Automate testing
Last updated on 2025-08-14 | Edit this page
Estimated time: 30 minutes
Overview
Questions
- How to automate testing of code updates?
Objectives
- Understand basic GitLab CI/CD pipeline concepts
- Run your first CI/CD pipeline
- Define a test
- Use artifacts
GitLab CI/CD pipelines
CI/CD stands for Continuous Integration and Continuous Delivery. It means that updates are frequently integrated into the codebase and their functionality is tested, so the software is close to “deliverable” at any point in time.
CI/CD pipelines are automated workflows that can be configured to run when new code is updated, or scheduled to run at regular intervals.
When developers push code to GitLab, they can define automated tasks
in a .gitlab-ci.yml
file. These tasks might include running
tests, building applications, or deploying code. GitLab Runner is the
application that executes these tasks on computing infrastructure.
GitLab.com offers computing infrastructure for these tasks, and the CERN
GitLab instance has access to dedicated infrastructure at CERN.
yml
(or sometimes yaml
) is a commonly used
language in various workflow definitions and fairly easy to read and
understand. Keep in mind, however, that correct indentation is crucial,
as YAML uses indentation to define structure.
We will first have a look at the template that GitLab suggests in the “Pipeline editor”.
Exercise 07.1
On the exercise repository, follow Build -> Pipeline editor and click on “Configure pipeline”
Inspect it, commit it and follow Build -> Pipelines to see it running.
While inspecting, observe:
- stages with default names
build
,test
anddeploy
, see https://docs.gitlab.com/ci/yaml/#stages - that this a typical software industry pipeline structure that builds a tool that is then deployed
- scripts usually consist of shell commands (or scripts)
Once done you will see something like this in Build -> Pipelines:

Exit codes
Remember that in the earlier exercises, the repository owner pulled the new feature branch locally to test it. This process could also be done automatically.
To do that, we need a test that either passes or fails, which the pipeline can interpret.
Unix exit codes can be used for this purpose. Every command returns
an exit code — 0 for success or greater than 0 for failure. You can
display the exit code of the last command in the terminal with
echo $?
.
You can make a script to stop at the first command that returns a
non-zero exit code with set -e
.
You can read more about exit codes in the HSF GitLab tutorial.
Exercise 07.2
Exercise with shell commands.
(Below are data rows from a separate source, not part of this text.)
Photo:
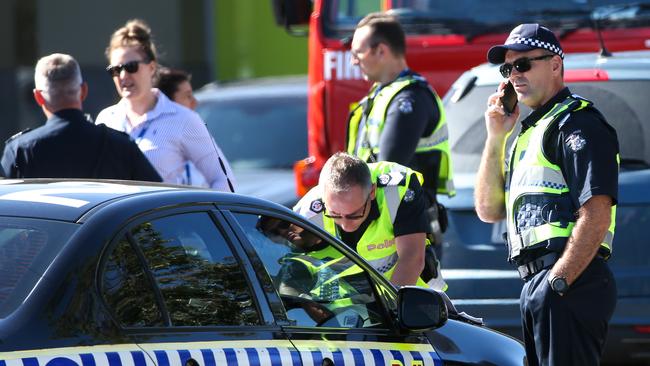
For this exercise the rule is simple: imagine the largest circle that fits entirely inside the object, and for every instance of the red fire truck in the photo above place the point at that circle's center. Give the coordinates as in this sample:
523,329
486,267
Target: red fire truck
444,38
Exercise with a python test or a shell script.
Type echo $?
after a command on your terminal.
Write a bash script test.sh
with some commands in it.
Test what happens when you run the script.
Now we go back to the exercise repository, so just a reminder:
Remember to update your local main/master branch!!!
Always remember to update your local default branch.
git checkout main
git pull
Do this every time when you start a new development.
Exercise 07.3
Add a test to the pipeline template. The repository files are available in the jobs. You could test, for example, the contents of the files in the repository, or some other functionality. Keep it simple, we’ll get to the real work soon.
Replace the default echo ...
and sleep ...
commands in the .gitlab-ci.yml
file with test commands of
your own. You can also add a test script to your repository and run
it.
Artifacts
In physics analysis, the outcome of the workflow — for example, a result file or a plot — is the best indicator that the code works as expected.
Such outcomes can be defined as artifacts in GitLab CI/CD pipelines, and they can be accessed through the GitLab Web UI.
You can define artifacts in the .gitlab-ci-yml
file, and
they are by default available to all stages of the pipeline. Note that
artifacts cannot be modified, so if you plan to use the output of one
step and modify it in a subsequent step, you will need to make a local
copy of it in that job.
Exercise 07.4
Add an artifact to your CI/CD pipeline.
You can use something similar to this:
script:
- mkdir -p outputs
- echo "Compiling the code..." > outputs/build.txt
- echo "Compile complete." >> outputs/build.txt
artifacts:
paths:
- outputs/
You can check in the subsequent job scripts that what you write in
the outputs
directory is visible. Only the jobs that have
the artifacts:
keyword, store them as artifacts to be
downloaded. However, even if without the keyword, the
outputs
directory is available in all jobs.
You can download the artifacts from the Pipeline view:

or browse them by clicking on a single job, and following “Browse”:

- GitLab CI/CD pipelines are useful to test the functionality of the code updates.
- They can perform decicated tests or procude a sample output which can indicate that the code works as expected.